It was July 20th, 1969 and I was eager to arrive home. I was just a kid and me, my parents, and a visiting cousin, were on our way home from my grandparents’ house. I always had a great time at my grandparents’ house, about 400 miles away and always hated leaving and would often arrive home feeling the letdown, but this time, the letdown was pushed well back due to my anticipation.
You see, I’d always, even as a kid, been interested in astronomy and space exploration. And that day, July 20th, 1969, human beings were landing on the Moon!
We got home in time to watch the landing on live TV and I can still feel the emotions I felt that afternoon, 45 years later.
Since then, while there’s been some activity, it seems to have come in spurts, with long hiatus’ in between. And not just us, either. We’ve done, collectively among the few, but recently growing, space-faring nations of the world, manned activity in low and middle Earth orbit, but little else in terms of space exploration, with the exception of interplanetary probes.
I believe we could have done more by this time, especially in regards to returning to the moon. It’s not that we didn’t, or don’t have, the technology, but that we’ve let red tape and politics trip us up. Politics, in the form of governments, until recently, not allowing private companies to venture out into space, often cutting space exploration budgets in favor of other “true” pork-barrel projects, and a “not invented here” policy regarding listening to those who would know better how to keep us in space at a lower cost and who have the vision to see that, in the long, long-term, space exploration can benefit in more ways than we think. And of course, the red tape, where everything has to be filled out 10 times over, even though we live in the computer age where everything can just be copied and transferred, and mindless regulations, as well as good regulations that are enforced in a mindless manner.
So what are the benefits of exploring that great “empty” vacuum? Well, there are planets and asteroids, and gasses and other things out there that can do much for us.
In terms of science, the universe is a living chemists lab. Astronomers and other scientists are seeing things with ever advanced instruments that give us new answers as to how various elements work and also provide proof, or discredit, of the theories we have today. Being there in person, we could learn much more much faster. I read an article recently where a scientist said that a team of astronauts could do in a week on Mars, what all of the robots we’ve sent, such as Soujourner, Opportunity, and Pathfinder, have done in all the years they’ve been there!
In terms of resources, the solar system alone may be a vast storehouse of all kinds of mineral resources, just waiting for us to go out and get them. Instead of getting coal and iron, and rare metals from here on Earth, with all of the environmental and cultural issues involved, imagine if we could get it from some lifeless asteroid or moon instead!
And of course, there’s the question of life outside of Earth. It may be life as we don’t know it, but I think we would recognize it if we discovered it. And while it wouldn’t initially affect the individual on Earth, it would answer some big questions about how rare or common life is and would let us all know that Earth is not as unique in being a life-bearing planet as we at first thought.
But at least one question has been answered. We can reach other worlds.

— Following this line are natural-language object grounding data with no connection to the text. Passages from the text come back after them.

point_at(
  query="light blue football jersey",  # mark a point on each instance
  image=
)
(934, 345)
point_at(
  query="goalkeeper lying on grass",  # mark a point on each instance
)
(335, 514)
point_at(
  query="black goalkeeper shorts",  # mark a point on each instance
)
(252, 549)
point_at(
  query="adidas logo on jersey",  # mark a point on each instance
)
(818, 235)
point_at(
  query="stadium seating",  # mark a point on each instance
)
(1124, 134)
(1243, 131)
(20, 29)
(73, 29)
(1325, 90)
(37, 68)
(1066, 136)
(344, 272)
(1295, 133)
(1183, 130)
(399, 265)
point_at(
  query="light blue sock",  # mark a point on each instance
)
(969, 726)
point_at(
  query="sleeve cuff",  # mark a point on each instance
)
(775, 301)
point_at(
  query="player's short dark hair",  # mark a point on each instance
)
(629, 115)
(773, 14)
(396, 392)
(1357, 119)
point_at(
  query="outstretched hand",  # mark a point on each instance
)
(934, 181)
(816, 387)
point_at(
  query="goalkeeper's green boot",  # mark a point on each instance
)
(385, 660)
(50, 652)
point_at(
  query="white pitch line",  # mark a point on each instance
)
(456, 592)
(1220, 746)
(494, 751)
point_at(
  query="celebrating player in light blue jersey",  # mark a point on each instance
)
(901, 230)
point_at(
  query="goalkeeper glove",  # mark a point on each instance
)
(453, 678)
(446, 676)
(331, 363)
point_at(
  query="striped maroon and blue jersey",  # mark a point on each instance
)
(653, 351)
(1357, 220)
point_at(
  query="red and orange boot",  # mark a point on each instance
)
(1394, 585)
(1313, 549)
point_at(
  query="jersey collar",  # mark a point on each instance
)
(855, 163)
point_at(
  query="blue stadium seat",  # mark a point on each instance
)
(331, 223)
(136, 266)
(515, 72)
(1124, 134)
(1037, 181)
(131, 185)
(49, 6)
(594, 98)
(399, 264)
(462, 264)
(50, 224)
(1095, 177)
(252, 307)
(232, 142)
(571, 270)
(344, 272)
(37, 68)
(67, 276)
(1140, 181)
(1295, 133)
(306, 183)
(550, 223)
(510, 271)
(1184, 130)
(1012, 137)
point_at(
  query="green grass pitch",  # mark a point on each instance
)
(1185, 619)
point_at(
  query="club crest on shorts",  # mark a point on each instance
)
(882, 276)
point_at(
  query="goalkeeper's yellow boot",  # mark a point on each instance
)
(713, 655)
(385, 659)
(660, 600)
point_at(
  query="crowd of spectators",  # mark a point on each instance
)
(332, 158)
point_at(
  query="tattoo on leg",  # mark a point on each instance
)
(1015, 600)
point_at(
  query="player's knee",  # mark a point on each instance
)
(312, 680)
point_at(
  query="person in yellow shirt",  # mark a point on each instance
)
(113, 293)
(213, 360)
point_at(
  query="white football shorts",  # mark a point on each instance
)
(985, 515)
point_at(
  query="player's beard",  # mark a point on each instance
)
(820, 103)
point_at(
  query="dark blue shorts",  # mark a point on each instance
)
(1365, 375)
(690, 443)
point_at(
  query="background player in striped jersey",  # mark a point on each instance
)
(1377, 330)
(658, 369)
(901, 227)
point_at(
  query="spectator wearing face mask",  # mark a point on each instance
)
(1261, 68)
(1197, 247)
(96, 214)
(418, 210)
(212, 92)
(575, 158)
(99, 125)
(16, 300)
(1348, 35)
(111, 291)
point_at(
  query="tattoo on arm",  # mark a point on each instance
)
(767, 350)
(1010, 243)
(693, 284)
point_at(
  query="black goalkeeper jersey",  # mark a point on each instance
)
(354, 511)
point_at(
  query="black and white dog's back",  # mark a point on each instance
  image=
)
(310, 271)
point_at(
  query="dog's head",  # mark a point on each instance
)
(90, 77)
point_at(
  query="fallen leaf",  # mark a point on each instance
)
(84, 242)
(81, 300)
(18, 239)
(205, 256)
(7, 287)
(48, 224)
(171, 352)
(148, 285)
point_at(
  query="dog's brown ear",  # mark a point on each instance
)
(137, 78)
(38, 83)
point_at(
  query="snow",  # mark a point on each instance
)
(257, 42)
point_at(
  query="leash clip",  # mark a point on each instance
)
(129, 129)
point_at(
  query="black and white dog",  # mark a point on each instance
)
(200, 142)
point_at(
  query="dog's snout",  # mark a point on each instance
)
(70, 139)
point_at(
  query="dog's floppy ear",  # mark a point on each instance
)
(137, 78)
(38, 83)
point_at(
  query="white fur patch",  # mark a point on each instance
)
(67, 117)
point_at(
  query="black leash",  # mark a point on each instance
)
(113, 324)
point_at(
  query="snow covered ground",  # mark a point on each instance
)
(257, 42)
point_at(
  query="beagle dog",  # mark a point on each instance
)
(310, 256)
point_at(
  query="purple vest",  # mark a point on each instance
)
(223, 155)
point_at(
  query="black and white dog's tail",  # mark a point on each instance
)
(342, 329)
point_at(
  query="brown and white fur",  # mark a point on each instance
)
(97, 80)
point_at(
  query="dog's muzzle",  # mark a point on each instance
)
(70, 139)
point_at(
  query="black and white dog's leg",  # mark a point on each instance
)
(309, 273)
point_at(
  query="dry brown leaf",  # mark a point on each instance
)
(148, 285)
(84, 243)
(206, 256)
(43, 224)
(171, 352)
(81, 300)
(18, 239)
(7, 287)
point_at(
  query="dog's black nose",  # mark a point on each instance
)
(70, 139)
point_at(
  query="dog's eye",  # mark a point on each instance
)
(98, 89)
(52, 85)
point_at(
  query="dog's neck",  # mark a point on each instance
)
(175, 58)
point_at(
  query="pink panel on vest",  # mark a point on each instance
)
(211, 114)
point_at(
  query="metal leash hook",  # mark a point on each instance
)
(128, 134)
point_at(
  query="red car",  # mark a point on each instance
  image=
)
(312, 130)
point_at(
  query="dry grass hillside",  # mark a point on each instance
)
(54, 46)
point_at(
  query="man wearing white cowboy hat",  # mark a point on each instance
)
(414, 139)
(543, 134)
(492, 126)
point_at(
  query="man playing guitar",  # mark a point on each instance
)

Recently, private companies, such as SpaceX, have been coming into play, with a good measure of success. Also, more nations have sent people into space on their own and are talking about going to the moon in some cases. I wish them well and hope that the advent of private space-faring companies and more space-faring nations, along with the discovery of a growing number of planets outside our solar system, will renew greatly the interest in space exploration.
There’s much to be learned and had from that great “empty” vacuum we call space.